LAPACK Working Note 172: Benefits of IEEE-754 Features in Modern Symmetric Tridiagonal Eigensolvers
Marques, Osni A.
Riedy, E. Jason
Technical Report Identifier: CSD-05-1414
September 30, 2005
Abstract: Bisection is one of the most common methods used to compute the eigenvalues of symmetric tridiagonal matrices. Bisection relies on the Sturm count: for a given shift sigma, the number of negative pivots in the factorization T - sigma I = LDL^T equals the number of eigenvalues of T that are smaller than sigma. In IEEE-754 arithmetic, the value infinity permits the computation to continue past a zero pivot, producing a correct Sturm count when T is unreduced.

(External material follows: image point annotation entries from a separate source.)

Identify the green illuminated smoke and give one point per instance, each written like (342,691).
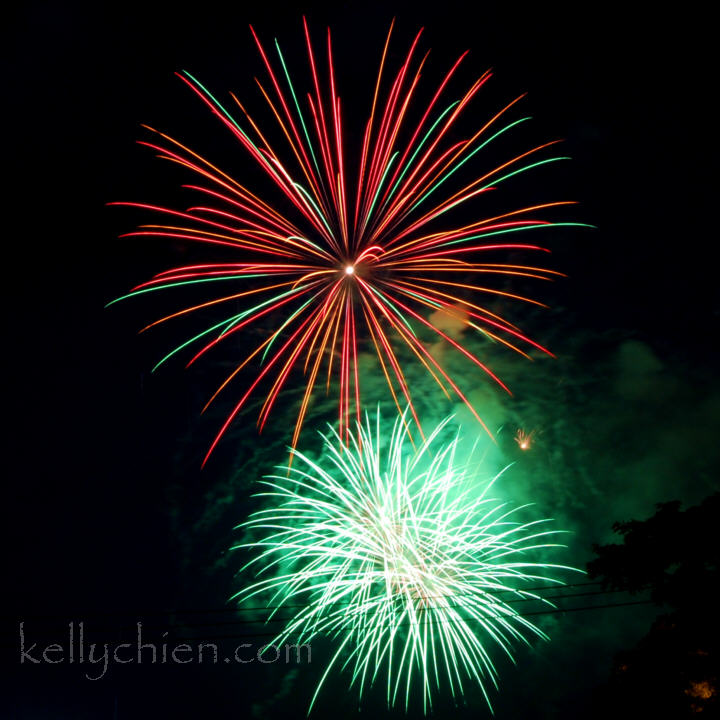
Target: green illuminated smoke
(402,558)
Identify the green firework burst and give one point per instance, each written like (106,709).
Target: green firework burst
(399,556)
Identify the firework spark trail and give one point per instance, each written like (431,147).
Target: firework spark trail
(355,264)
(398,557)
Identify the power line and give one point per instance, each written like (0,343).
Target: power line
(209,611)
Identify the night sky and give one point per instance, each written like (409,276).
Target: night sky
(111,518)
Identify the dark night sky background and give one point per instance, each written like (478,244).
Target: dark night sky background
(107,507)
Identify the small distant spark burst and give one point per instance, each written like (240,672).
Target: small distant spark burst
(398,557)
(524,439)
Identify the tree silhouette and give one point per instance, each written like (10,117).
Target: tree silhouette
(673,671)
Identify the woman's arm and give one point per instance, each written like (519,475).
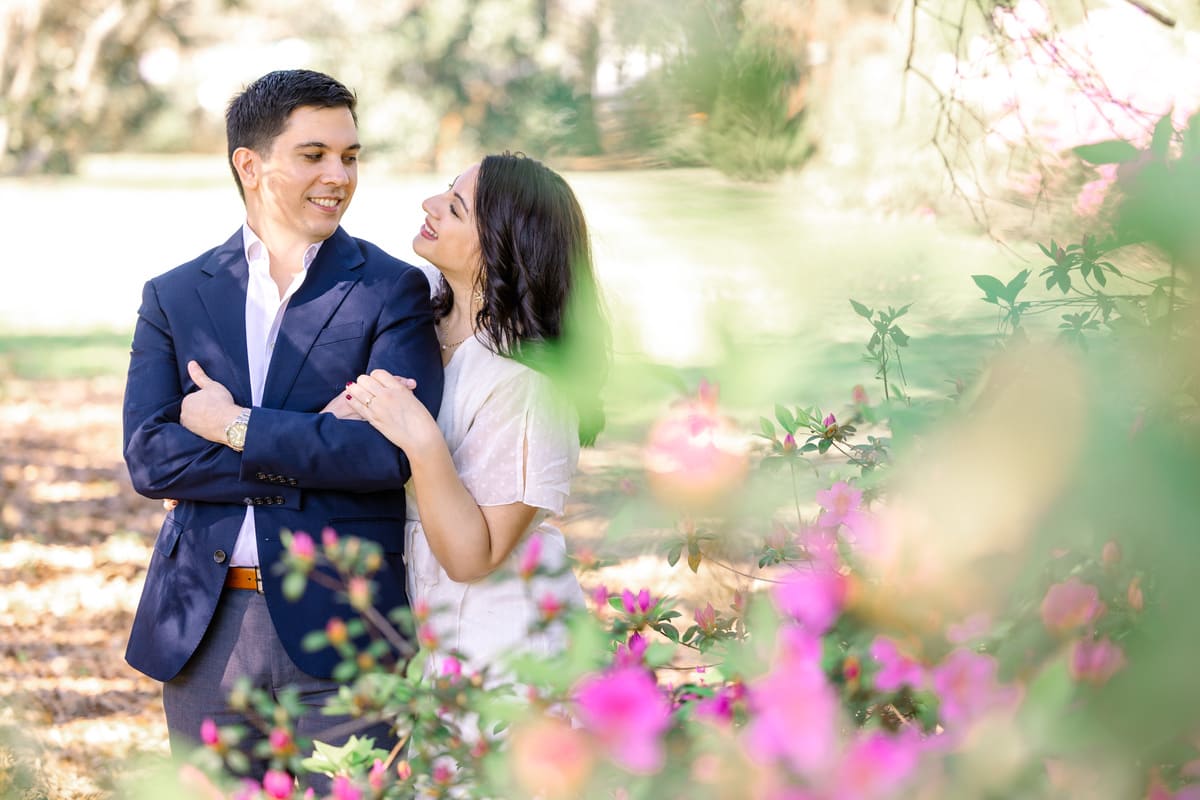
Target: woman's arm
(469,541)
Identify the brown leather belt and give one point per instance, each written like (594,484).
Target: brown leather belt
(245,577)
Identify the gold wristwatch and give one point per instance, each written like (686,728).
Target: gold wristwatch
(235,432)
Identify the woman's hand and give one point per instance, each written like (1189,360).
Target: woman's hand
(388,403)
(208,410)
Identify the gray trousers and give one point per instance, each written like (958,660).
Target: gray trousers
(241,642)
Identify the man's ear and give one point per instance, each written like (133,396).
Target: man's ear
(249,166)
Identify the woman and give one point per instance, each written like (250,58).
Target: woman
(517,310)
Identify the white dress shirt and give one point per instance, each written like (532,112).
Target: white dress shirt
(264,312)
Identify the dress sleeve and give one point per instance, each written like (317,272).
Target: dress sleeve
(522,445)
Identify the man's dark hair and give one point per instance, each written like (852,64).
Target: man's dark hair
(261,112)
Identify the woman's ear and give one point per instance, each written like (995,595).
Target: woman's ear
(249,167)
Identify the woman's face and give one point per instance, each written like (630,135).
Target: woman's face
(449,239)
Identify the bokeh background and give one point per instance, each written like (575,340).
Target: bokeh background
(747,167)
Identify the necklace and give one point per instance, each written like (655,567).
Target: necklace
(454,344)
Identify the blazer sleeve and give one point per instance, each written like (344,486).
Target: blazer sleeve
(319,451)
(165,458)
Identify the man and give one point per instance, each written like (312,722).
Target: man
(285,313)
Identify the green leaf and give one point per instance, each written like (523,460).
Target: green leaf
(991,287)
(861,310)
(1114,151)
(1162,139)
(785,417)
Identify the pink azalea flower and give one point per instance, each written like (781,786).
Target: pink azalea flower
(840,503)
(876,765)
(895,668)
(550,606)
(793,710)
(345,789)
(209,733)
(277,785)
(966,684)
(813,597)
(631,654)
(529,558)
(1096,662)
(451,668)
(629,714)
(1071,605)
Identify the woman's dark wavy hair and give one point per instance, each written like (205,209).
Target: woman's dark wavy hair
(541,304)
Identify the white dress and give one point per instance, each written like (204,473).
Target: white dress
(514,439)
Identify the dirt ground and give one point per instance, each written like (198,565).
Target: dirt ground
(75,541)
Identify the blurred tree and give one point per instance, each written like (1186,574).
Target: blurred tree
(70,79)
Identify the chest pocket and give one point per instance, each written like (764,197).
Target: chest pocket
(340,334)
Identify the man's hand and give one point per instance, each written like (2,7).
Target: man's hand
(208,410)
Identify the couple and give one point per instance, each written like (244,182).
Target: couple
(297,378)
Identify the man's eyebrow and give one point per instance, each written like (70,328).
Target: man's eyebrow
(322,145)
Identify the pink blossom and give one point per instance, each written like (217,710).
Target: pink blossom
(303,546)
(277,785)
(840,503)
(966,684)
(1096,662)
(639,605)
(1071,605)
(280,740)
(876,765)
(345,789)
(631,654)
(895,668)
(706,619)
(377,775)
(629,714)
(813,597)
(451,668)
(529,558)
(209,733)
(793,710)
(550,606)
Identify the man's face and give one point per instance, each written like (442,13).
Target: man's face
(306,179)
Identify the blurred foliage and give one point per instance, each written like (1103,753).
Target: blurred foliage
(701,82)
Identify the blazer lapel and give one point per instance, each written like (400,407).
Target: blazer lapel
(225,299)
(330,277)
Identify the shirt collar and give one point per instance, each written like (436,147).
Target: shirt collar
(257,257)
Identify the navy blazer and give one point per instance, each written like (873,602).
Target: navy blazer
(358,310)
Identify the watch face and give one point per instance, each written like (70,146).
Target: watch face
(237,434)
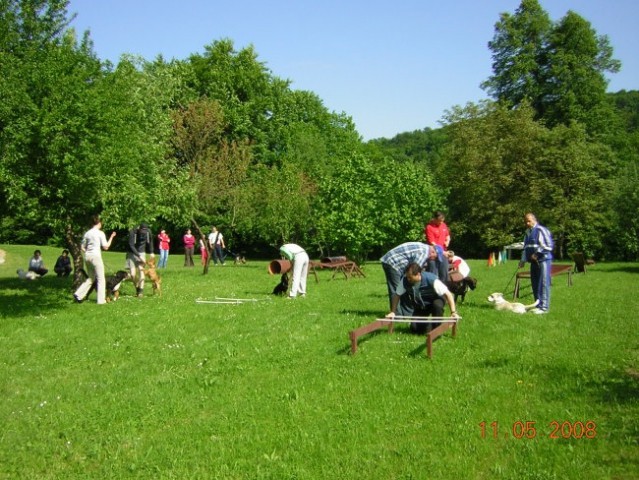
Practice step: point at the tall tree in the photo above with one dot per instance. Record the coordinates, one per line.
(85, 140)
(559, 68)
(518, 48)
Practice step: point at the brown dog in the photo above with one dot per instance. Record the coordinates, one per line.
(152, 273)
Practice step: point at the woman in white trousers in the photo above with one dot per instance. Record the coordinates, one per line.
(93, 242)
(298, 256)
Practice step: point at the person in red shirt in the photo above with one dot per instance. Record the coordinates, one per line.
(436, 231)
(164, 242)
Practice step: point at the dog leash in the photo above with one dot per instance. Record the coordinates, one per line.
(511, 279)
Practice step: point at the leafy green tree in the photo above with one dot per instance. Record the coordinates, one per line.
(574, 81)
(518, 48)
(502, 163)
(559, 68)
(85, 140)
(369, 206)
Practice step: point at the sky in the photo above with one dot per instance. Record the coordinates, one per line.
(393, 67)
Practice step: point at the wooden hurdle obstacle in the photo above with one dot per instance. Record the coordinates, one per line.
(446, 323)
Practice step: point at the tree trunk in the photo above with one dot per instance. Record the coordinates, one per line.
(74, 244)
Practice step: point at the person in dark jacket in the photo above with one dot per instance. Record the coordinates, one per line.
(140, 244)
(421, 294)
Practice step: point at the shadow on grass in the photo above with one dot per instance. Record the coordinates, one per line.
(625, 268)
(20, 298)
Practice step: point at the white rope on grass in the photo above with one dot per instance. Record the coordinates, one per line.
(404, 319)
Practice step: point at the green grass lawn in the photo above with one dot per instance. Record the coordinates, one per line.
(168, 388)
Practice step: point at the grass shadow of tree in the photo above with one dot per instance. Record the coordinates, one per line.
(20, 298)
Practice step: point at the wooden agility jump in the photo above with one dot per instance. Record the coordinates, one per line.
(446, 323)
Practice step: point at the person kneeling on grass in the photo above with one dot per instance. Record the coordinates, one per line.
(421, 294)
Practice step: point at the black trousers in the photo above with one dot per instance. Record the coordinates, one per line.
(436, 309)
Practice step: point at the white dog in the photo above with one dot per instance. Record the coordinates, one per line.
(502, 304)
(27, 275)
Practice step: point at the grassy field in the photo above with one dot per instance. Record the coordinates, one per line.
(169, 388)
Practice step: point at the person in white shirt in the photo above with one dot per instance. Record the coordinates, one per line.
(93, 242)
(298, 256)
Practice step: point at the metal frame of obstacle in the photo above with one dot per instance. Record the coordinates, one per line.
(447, 323)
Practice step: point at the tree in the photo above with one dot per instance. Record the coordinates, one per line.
(518, 55)
(369, 206)
(502, 163)
(85, 139)
(559, 68)
(574, 82)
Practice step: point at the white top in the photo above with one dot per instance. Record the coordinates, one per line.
(440, 288)
(289, 250)
(94, 241)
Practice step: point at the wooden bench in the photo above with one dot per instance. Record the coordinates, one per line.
(554, 271)
(447, 323)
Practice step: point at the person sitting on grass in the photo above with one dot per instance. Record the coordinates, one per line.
(421, 294)
(36, 264)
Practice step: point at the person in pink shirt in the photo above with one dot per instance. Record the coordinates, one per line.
(189, 246)
(164, 241)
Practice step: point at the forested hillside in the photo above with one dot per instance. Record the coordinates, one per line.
(217, 138)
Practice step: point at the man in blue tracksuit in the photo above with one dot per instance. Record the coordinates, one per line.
(538, 247)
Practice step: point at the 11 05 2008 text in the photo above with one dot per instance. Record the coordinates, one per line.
(528, 429)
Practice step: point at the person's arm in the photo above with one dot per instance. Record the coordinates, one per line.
(431, 235)
(107, 245)
(394, 303)
(442, 290)
(451, 303)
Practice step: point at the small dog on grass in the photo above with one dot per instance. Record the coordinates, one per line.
(459, 288)
(153, 275)
(27, 275)
(282, 287)
(502, 304)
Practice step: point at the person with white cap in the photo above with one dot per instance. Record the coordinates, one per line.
(299, 258)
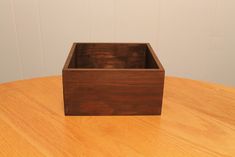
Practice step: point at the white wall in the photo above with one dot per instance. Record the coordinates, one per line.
(193, 38)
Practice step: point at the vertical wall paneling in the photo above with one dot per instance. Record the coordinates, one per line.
(137, 21)
(10, 65)
(62, 22)
(102, 20)
(186, 27)
(27, 26)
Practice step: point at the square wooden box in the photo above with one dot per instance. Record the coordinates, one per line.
(112, 79)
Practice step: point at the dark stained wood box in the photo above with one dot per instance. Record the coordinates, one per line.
(112, 79)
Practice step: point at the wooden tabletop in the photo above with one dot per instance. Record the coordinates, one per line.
(198, 119)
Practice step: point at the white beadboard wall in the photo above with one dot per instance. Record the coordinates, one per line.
(193, 38)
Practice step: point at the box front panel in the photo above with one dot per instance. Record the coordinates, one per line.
(113, 92)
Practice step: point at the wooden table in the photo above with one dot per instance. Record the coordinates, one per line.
(198, 120)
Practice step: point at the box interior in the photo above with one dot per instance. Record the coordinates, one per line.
(112, 56)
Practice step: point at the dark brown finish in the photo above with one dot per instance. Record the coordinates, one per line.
(112, 79)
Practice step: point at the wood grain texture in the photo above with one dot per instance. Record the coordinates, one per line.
(198, 119)
(112, 79)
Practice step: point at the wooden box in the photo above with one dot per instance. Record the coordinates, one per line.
(112, 79)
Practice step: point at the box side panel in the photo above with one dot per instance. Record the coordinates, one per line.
(113, 92)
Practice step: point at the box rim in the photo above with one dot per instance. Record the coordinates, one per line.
(69, 57)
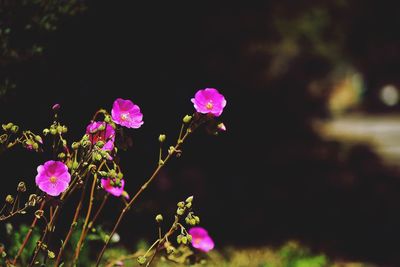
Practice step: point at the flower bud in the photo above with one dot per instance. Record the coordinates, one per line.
(39, 139)
(180, 211)
(159, 218)
(141, 260)
(100, 144)
(39, 214)
(161, 138)
(9, 199)
(14, 129)
(187, 119)
(107, 118)
(75, 145)
(53, 131)
(21, 187)
(3, 138)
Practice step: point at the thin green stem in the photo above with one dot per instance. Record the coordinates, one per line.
(142, 188)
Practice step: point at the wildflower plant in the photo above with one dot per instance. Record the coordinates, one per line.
(89, 169)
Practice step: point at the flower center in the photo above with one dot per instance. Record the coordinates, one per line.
(124, 116)
(53, 179)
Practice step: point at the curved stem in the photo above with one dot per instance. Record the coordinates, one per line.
(144, 186)
(28, 236)
(72, 227)
(83, 233)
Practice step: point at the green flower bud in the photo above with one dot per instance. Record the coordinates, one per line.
(35, 146)
(21, 187)
(159, 218)
(39, 139)
(179, 239)
(14, 129)
(51, 254)
(100, 144)
(184, 240)
(3, 138)
(141, 260)
(9, 199)
(39, 214)
(180, 211)
(75, 165)
(107, 118)
(102, 173)
(75, 145)
(162, 137)
(187, 119)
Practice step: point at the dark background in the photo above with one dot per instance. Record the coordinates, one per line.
(270, 177)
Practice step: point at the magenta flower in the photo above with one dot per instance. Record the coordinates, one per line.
(200, 239)
(107, 135)
(113, 190)
(53, 177)
(127, 114)
(209, 101)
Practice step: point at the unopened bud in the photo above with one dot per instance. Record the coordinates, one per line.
(180, 211)
(141, 260)
(75, 145)
(159, 218)
(39, 214)
(187, 119)
(14, 129)
(21, 187)
(161, 138)
(9, 199)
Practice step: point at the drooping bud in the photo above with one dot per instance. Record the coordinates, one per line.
(9, 199)
(161, 138)
(187, 119)
(159, 218)
(21, 187)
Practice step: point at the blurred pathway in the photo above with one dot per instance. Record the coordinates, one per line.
(382, 132)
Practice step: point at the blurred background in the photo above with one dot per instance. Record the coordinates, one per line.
(312, 148)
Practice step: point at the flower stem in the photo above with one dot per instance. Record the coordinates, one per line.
(72, 227)
(83, 234)
(142, 188)
(28, 236)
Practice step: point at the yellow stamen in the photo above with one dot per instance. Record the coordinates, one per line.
(53, 179)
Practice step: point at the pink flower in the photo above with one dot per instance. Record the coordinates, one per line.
(53, 177)
(200, 239)
(127, 114)
(210, 101)
(113, 190)
(107, 135)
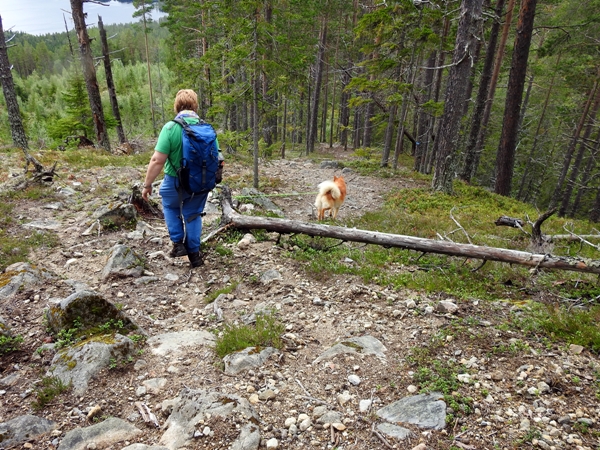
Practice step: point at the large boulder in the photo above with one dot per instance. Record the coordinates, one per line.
(77, 365)
(87, 309)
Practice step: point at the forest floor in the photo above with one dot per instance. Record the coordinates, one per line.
(504, 412)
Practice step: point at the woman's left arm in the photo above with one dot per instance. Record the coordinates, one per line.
(157, 163)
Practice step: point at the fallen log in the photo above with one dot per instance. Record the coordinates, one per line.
(234, 219)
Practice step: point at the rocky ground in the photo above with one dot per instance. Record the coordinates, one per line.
(525, 393)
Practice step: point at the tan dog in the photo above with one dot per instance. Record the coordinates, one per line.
(330, 197)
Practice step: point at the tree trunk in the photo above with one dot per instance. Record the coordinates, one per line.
(344, 108)
(579, 158)
(492, 90)
(389, 135)
(284, 128)
(458, 79)
(505, 156)
(319, 67)
(368, 128)
(571, 149)
(587, 175)
(531, 157)
(148, 68)
(424, 127)
(468, 170)
(537, 261)
(255, 87)
(110, 83)
(17, 130)
(89, 73)
(12, 105)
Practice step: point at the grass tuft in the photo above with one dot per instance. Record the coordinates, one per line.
(265, 333)
(47, 390)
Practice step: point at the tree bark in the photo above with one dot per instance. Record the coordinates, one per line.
(571, 149)
(148, 68)
(531, 157)
(579, 158)
(468, 171)
(230, 217)
(255, 87)
(319, 67)
(587, 175)
(505, 156)
(493, 82)
(89, 73)
(458, 80)
(425, 121)
(17, 130)
(112, 93)
(12, 105)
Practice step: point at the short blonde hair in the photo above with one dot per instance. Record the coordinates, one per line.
(186, 99)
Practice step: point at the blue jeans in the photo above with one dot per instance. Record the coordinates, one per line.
(188, 233)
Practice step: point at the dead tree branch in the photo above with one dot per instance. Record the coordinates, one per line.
(529, 259)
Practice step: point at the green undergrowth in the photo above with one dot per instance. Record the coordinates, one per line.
(10, 344)
(94, 158)
(266, 332)
(434, 374)
(561, 323)
(468, 218)
(47, 390)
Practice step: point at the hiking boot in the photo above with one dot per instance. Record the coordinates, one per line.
(178, 250)
(196, 259)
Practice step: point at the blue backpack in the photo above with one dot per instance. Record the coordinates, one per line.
(197, 173)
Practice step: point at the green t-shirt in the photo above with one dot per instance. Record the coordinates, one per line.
(170, 143)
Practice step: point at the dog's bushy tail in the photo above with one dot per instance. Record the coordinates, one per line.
(331, 188)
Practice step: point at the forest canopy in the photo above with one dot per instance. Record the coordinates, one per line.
(373, 77)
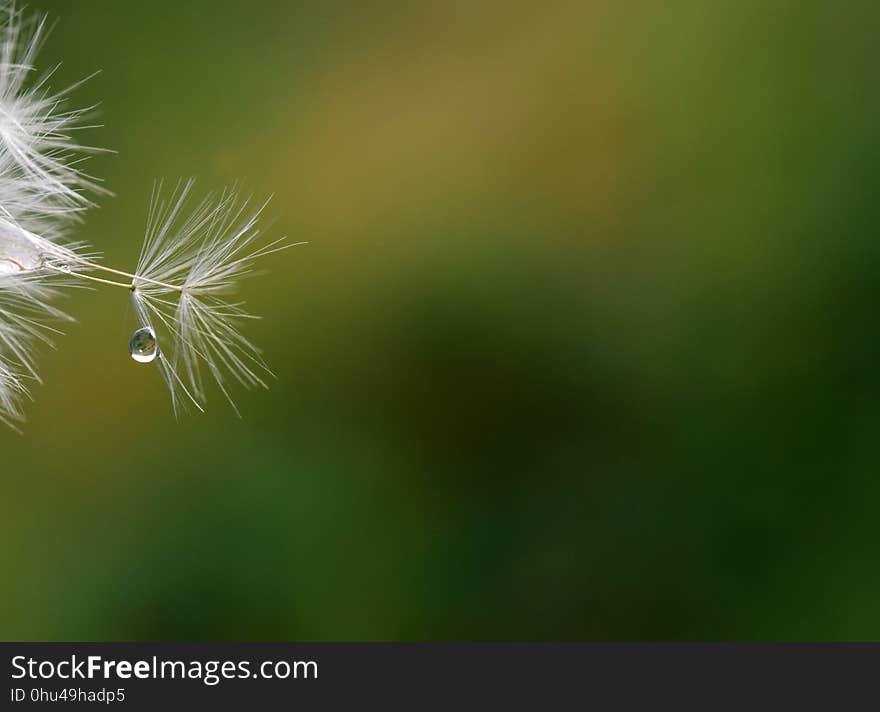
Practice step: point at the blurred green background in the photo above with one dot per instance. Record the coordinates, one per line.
(583, 345)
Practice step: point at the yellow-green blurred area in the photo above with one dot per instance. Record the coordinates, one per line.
(583, 344)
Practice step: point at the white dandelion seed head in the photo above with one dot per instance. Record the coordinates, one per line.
(189, 266)
(42, 183)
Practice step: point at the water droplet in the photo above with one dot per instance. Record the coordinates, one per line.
(143, 346)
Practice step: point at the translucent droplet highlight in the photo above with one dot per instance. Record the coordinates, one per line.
(143, 346)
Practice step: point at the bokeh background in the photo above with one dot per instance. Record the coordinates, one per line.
(583, 344)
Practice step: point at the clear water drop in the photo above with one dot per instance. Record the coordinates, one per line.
(143, 346)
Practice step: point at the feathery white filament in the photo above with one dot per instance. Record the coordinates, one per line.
(188, 267)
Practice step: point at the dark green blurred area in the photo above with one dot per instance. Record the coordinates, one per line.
(582, 346)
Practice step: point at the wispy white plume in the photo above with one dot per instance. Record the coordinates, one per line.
(189, 268)
(42, 191)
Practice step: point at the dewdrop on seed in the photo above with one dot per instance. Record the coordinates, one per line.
(143, 346)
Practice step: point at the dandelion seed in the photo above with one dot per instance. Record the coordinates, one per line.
(189, 267)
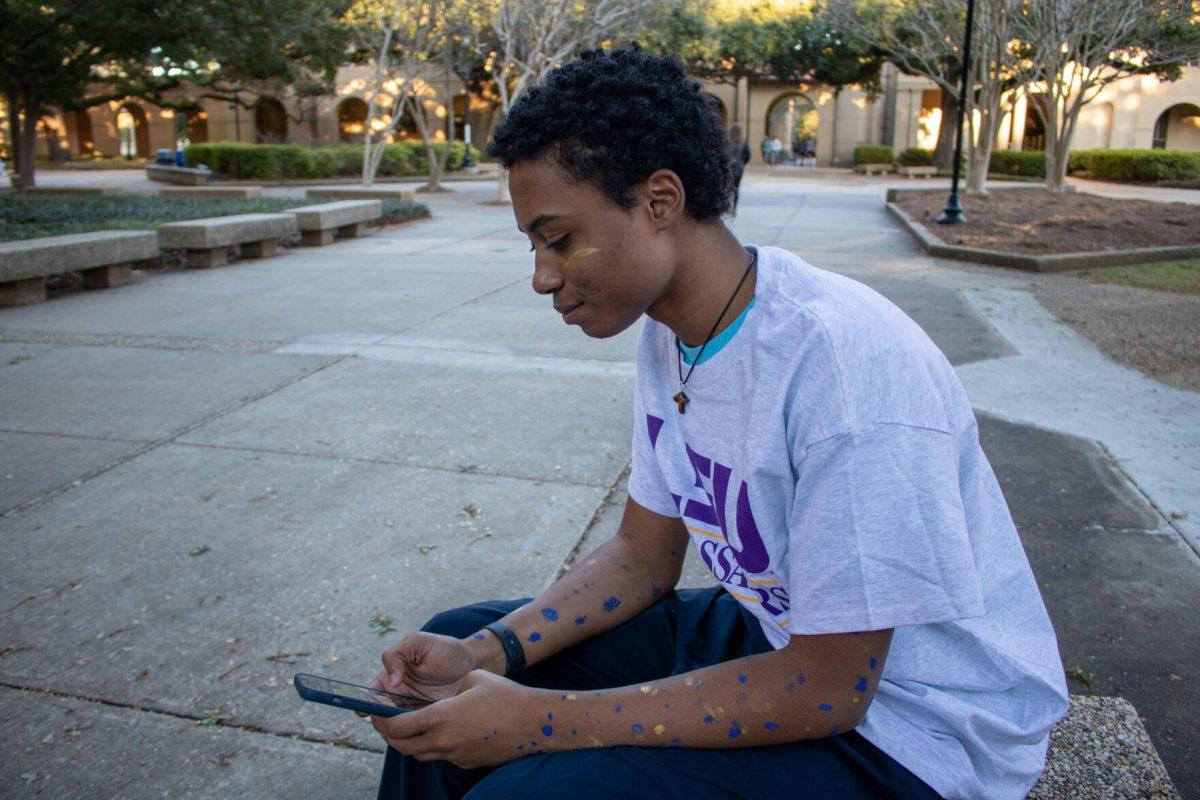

Demmel and Li showed in the 90s that using infinity rather than testing for zero pivots within the loop could improve performance significantly on certain architectures.
When eigenvalues are to be computed to high relative accuracy, it is often preferable to work with LDL^T factorizations instead of the original tridiagonal T, see for example the MRRR algorithm. In these cases, the Sturm count has to be computed from LDL^T. The differential stationary and progressive qds algorithms are the methods of choice.
While it seems trivial to replace T by LDL^T, in reality these algorithms are more complicated: in IEEE-754 arithmetic, a zero pivot produces an overflow, followed by an invalid exception (NaN), that renders the Sturm count incorrect.
We present alternative, safe formulations that are guaranteed to produce the correct result.
Benchmarking these algorithms on a variety of platforms shows that the original formulation without tests is always faster provided no exception occurs. The transforms see speed-ups of up to 2.6 times over the careful formulations.
Tests on industrial matrices show that encountering exceptions in practice is rare. This leads to the following design: First, compute the Sturm count by the fast but unsafe algorithm. Then, if an exception occurred, recompute the count by a safe, slower alternative.
The improved Sturm count algorithms improve the speed of bisection by up to 2 times on our test matrices. Furthermore, unlike the traditional tiny-pivot substitution, proper use of IEEE-754 features provides a careful formulation that imposes no input range restrictions.